There is sometimes a confusion that a sufficiently accurate renderer can produce realistic renders. But this is not true; the material models used is the key to producing realistic and convincing renders. This is why we often say that the material system is the heart of the renderer. In Thea Render, we have created a compact number of highly realistic materials using the most accurate physically-based models. These materials are used as building blocks in a layering system that has been designed to produce highly energy-conservative material combinations. The new layering system is an innovation of Thea Render by taking advantage and improving state of the art techniques in material modeling. Even more, the material system is easy to use with the integrated material editor, designed to exactly match the material system and maximize workflow. The layering system is used transparently by the end user; adding coatings, stacking or mixing substrates are easily done.
Light simulation refers to the means of solving the global illumination problem governed by the rendering equation (or volumetric rendering equation when participating media are present). What is so special about this equation, is that its expansion results into an infinite series; practically, this means that we have to deal with very high dimensions. This can cause various numerical stability problems. Dealing with the global illumination problem was traditionally being done with discretization methods, such as variants of finite elements. But these techniques are too coarse for the delicate needs of the human eye; even more, they are quite resource demanding. Stochastic methods on the other hand can lead to the actual solution, i.e. without inserting any bias. By applying progressively the stochastic methods, we can see the image refined over time. In Thea Render we have developed a mathematical framework by selecting and improving the most robust numerical techniques. Even more, Thea Render can perform accurate volumetric light simulation, something that cannot be found in other high-end commercial render solutions. Calculating in full visible spectral space, we made sure that there is no lighting detail you are going to miss.

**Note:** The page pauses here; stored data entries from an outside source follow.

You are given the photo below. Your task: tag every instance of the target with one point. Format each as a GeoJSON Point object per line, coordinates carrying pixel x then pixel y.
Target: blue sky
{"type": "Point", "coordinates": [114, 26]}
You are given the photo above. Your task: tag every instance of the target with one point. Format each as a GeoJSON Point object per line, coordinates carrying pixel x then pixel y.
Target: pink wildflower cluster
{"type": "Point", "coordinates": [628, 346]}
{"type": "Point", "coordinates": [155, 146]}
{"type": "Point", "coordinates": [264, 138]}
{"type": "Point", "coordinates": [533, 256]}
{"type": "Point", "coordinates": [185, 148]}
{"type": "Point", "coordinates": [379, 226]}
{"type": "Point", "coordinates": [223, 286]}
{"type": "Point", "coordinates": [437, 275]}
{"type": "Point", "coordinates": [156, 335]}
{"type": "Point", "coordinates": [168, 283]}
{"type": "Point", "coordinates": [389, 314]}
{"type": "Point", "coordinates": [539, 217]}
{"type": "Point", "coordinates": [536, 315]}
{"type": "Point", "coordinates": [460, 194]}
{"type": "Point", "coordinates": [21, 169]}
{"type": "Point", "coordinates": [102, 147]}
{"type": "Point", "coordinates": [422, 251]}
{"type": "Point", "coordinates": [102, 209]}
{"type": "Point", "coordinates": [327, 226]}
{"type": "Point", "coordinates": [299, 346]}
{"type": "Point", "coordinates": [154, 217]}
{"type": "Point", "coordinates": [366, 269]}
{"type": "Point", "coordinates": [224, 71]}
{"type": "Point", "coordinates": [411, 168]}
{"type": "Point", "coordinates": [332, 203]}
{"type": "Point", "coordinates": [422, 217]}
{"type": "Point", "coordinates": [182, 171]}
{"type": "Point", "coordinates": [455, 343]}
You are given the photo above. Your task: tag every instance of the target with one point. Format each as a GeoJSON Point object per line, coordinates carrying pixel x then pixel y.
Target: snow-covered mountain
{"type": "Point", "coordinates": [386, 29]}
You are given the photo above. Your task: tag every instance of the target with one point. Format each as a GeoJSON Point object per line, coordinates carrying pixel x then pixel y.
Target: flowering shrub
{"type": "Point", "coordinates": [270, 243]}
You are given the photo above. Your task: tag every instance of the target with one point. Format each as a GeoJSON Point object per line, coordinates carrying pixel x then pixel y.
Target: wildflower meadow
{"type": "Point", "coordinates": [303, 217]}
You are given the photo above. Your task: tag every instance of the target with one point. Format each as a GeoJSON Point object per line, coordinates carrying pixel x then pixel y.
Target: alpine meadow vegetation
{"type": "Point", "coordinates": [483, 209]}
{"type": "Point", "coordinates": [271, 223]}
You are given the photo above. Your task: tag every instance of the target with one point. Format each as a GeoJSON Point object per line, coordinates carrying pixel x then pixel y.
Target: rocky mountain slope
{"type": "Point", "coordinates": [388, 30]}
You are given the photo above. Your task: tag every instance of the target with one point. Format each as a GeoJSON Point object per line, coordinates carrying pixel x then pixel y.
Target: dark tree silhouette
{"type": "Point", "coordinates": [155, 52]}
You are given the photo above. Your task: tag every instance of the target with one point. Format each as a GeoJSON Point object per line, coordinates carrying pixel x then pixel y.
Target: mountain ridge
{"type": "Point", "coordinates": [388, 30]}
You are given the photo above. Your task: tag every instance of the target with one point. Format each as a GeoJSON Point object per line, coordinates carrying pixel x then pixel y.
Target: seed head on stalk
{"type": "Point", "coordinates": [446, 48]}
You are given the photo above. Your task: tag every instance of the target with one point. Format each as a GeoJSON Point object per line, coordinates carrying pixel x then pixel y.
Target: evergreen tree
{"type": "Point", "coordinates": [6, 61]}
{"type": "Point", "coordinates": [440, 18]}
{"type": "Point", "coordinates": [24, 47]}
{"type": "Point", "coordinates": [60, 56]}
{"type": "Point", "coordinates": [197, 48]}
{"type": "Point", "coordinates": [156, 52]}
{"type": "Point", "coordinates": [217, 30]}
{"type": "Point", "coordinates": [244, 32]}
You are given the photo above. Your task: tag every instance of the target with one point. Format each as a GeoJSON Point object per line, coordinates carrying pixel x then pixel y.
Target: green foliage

Physically-based rendering means that the used models are not just arbitrary formulas that have a phenomenal match with reality but they are based on a valid physical interpretation and do not break any physical laws. The advantage of such approach is that all those delicate visual cues become apparent; some of them are usually not possible to get with a phenomenal (or physically-plausible) modeling approach. These visual cues make your renders appearing much more realistic. Thea Render comes with physically-based models on all levels; materials, physical sun-sky, participating media. And we made sure that these models do not pose any penalty for the render performance. Enjoy highly energy conservative material combinations, unbiased sun-pool caustics, accurate sub-surface scattering and many more. No need for using meaningless quantities that do not have a physical representation and are difficult to comprehend.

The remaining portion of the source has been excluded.